Low-latency audio isn't easy on Linux even on bare metal; I'm talking low-latency audio, where you're overdubbing material and need sub-50ms delay between inputs and outputs.  I'm running a Tascam US-224 and a US-428 in the special raw USB mode and have achieved 11ms latencies, but that isn't easy.  The preemptive kernel is required for this, and accurate timekeeping is required for this; you even have to turn off CPU frequency scaling to get it to work correctly as the latency goes down.  And the audio latency has to be consistent; one reason pulseaudio is typically tossed out completely and JACK is the audio server of choice.

And I'm not talking about a small number of ins and outs; with RME Hammerfall equipment and outboard converters you could easily have 32 or more tracks in and that many out running concurrently.  You could have Ardour/Mixbus running 40 tracks with 8 or 16 or more recording while the others are playing in an overdub session, and latency must be hard-realtime controlled (otherwise the performers doing the overdub are going to strangle the engineer....).  Since the DSP plugins are running in real-time as well, you end up with quite a load, and it has to be hard realtime when you get to that many tracks.

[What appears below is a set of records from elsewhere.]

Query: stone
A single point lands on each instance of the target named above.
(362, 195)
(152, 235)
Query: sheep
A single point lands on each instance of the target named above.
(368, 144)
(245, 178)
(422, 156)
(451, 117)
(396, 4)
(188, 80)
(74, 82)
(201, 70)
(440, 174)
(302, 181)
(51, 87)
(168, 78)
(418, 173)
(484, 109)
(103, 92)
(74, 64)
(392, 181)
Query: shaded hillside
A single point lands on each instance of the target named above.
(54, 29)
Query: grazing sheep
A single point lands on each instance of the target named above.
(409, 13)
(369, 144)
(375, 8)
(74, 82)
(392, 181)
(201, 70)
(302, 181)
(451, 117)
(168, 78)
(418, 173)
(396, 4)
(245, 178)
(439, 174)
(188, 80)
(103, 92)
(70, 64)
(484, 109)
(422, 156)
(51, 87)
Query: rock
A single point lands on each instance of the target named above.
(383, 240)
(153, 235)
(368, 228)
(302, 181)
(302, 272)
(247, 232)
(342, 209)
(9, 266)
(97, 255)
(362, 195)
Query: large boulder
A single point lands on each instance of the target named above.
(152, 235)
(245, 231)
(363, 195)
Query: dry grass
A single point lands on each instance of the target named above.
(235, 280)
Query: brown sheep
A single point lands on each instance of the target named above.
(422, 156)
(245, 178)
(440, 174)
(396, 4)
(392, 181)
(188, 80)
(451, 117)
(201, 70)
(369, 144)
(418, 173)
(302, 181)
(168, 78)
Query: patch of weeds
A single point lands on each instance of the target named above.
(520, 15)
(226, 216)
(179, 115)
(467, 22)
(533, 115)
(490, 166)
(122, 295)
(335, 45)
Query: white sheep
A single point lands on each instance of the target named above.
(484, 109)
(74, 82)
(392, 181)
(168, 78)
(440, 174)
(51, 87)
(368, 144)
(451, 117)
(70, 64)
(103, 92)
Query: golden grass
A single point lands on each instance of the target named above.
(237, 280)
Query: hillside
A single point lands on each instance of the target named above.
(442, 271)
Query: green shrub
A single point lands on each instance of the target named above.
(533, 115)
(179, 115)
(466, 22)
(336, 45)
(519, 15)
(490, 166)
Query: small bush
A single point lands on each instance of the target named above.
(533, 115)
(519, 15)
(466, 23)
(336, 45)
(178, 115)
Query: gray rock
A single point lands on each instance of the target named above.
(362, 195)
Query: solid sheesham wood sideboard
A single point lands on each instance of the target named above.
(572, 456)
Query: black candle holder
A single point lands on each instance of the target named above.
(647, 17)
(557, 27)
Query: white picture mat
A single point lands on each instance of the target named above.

CentOS is used quite heavily in these circumstances, incidentally, because of the history of reliability and solid version stability; the hard part becomes getting newer versions of software running.

The other application I thought about last night is NTP stratum 1 and 2 disciplined clocks where the 1pps output from a GPS receiver is used along with the timecode coming down the serial.  I have yet to find any virtualization solution that keeps well enough time to be an NTP server at all, much less stratum 1 or 2.